Ich versuche, den niedrigsten möglichen ISO-Wert zu verwenden, um einen wirklich schönen, klaren Übergang zwischen den Schatten zu erhalten, mit minimaler Verschlusszeit, weil ich alles aus der erhobenen Hand fotografiere, ohne ein Stativ. Es gibt oft Scheinwerfer in Kirchen, und ich vermeide um jeden Preis Lichtblitzer, weil sie die Aufnahme komplett ruinieren. Ich versuche auch, meine Fotos nicht bearbeiten zu müssen oder die Bearbeitung zumindest auf ein Minimum zu beschränken. Stattdessen versuche ich, die ganze Arbeit vorher zu erledigen.

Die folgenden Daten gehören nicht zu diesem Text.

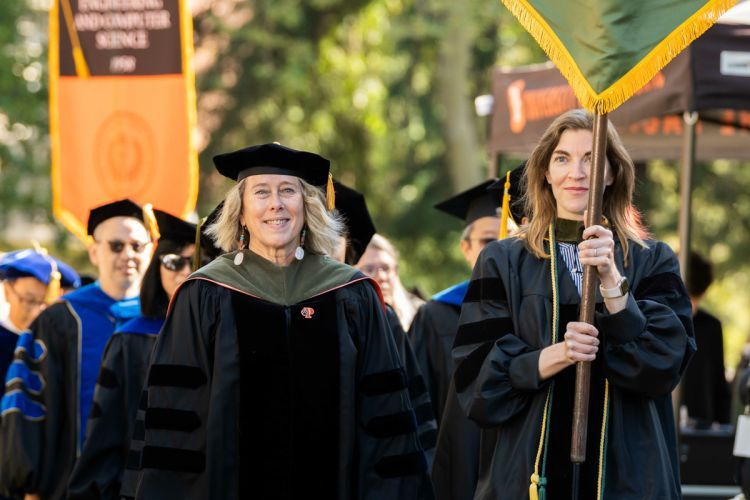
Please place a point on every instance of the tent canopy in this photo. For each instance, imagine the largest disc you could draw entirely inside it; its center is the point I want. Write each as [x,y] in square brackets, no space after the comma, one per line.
[712,77]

An welchen anderen Projekten arbeiten Sie derzeit?

Ich bereite ein Shooting für Typecell vor, einen deutschen Drum ’n’ Bass-DJ, Produzenten und Komponisten. Ich arbeite mit ihm an den Visuals für sein nächstes Album. Außerdem treffe ich gerade eine Auswahl von Bildern für ein Fotobuch, das Anfang 2019 erscheinen soll.

Welchen Rat haben Sie für Ihre Berufskollegen?

SSS – Shoot. Select. Share.

Shoot – Immer. Wo ihr auch seid. Sogar unter allerschlechtesten Bedingungen, außerhalb eurer Komfortzone – die Ergebnisse sind oft spektakulär.

Select – Am Ende darf es nur noch ein Bild geben.

Share – Damit ein Foto zum Leben erwacht, muss es so oft wie möglich gesehen und geteilt werden, absolut überall. Es muss so viel Platz wie möglich einnehmen.